ATTORNEY: How can you be so sure, Doctor?
WITNESS: Because his brain was sitting on my desk in a jar.
ATTORNEY: I see, but could the patient have still been alive, nevertheless?
WITNESS: Yes, it is possible that he could have been alive and practicing law.
Twenty five years ago today:
October 23, 1985
Wednesday
I telephoned Helen and Sherri and updated them with my new telephone number: 522-1986.
Mike Miller happened to call, so I gave him the number as well. Also, mom and Leonard have the new number along with Margaret Lai.
When I called Helen she asked, “Why don’t you come by this Thursday night after the gym? Lauren has already grown and she’s smiling, too!”
I laughed, “In just a few days she’s already smiling…yeah, right!”
“It’s true.”
“Okay, I might stop by.”
I did speak to Shirley Hastings on the commuter bus to The City for a while this morning. She has gained weight and now lives in Dublin, CA. I was surprised by her ‘Bride of Frankenstein’ haircut.
There is the dinner tonight and then the Steinhart Aquarium outing. It should all be fun. It’s a free meal, too. Yummy.

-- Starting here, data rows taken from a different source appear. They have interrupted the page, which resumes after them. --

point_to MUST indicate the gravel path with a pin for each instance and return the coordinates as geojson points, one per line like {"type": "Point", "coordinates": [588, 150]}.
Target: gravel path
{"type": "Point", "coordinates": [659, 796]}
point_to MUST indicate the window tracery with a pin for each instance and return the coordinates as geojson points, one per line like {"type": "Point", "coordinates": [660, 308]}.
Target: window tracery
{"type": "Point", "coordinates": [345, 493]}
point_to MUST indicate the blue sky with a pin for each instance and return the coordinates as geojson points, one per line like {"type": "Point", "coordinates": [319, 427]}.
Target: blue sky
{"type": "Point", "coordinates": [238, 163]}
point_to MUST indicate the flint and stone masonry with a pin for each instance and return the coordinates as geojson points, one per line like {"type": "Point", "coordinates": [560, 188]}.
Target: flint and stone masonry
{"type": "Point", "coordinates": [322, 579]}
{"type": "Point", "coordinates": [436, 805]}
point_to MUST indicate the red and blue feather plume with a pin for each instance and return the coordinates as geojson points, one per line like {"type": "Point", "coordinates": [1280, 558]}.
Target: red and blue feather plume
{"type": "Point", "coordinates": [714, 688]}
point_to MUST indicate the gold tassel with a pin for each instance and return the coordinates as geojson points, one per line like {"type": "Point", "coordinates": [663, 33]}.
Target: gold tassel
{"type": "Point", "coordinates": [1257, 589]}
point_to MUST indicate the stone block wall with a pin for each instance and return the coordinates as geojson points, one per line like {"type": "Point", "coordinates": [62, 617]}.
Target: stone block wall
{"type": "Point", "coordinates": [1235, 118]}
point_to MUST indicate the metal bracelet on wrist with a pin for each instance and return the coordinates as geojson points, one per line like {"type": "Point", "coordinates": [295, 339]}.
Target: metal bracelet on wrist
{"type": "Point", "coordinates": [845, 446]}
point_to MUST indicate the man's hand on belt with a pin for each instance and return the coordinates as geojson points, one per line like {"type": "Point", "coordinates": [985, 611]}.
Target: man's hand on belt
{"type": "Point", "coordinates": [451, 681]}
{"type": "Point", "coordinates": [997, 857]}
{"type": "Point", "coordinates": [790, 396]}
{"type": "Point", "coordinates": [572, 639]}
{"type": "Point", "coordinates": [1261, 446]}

I spent break time with Margaret Lai and she mentioned something interesting in-between conversations.
“Oh Michael, to see you and your ex…Rachelle…walk into a room, well you’re like eye-stoppers!”
I laughed, “Well, that’s a compliment and a half…but she’s long gone now.”
I began to wonder if she would ever try to call me, getting my disconnect recording. Ha-ha.
The dinner at La Paz wasn’t so filling but I had a good time. I happened to be seated next to Margaret Lai and Laverne Butler. The Steinhart Aquarium visit was educational and most interesting. I saw another part of the world in terms of sea life, etcetera.
My boss, Stephanie, told me that she was ordering a special Savings Bond on my behalf for my perfect attendance. That’s a nice treat.
I arrived home at 10:30PM exhausted. I went straight to bed.
"We are not what we know but what we are willing to learn."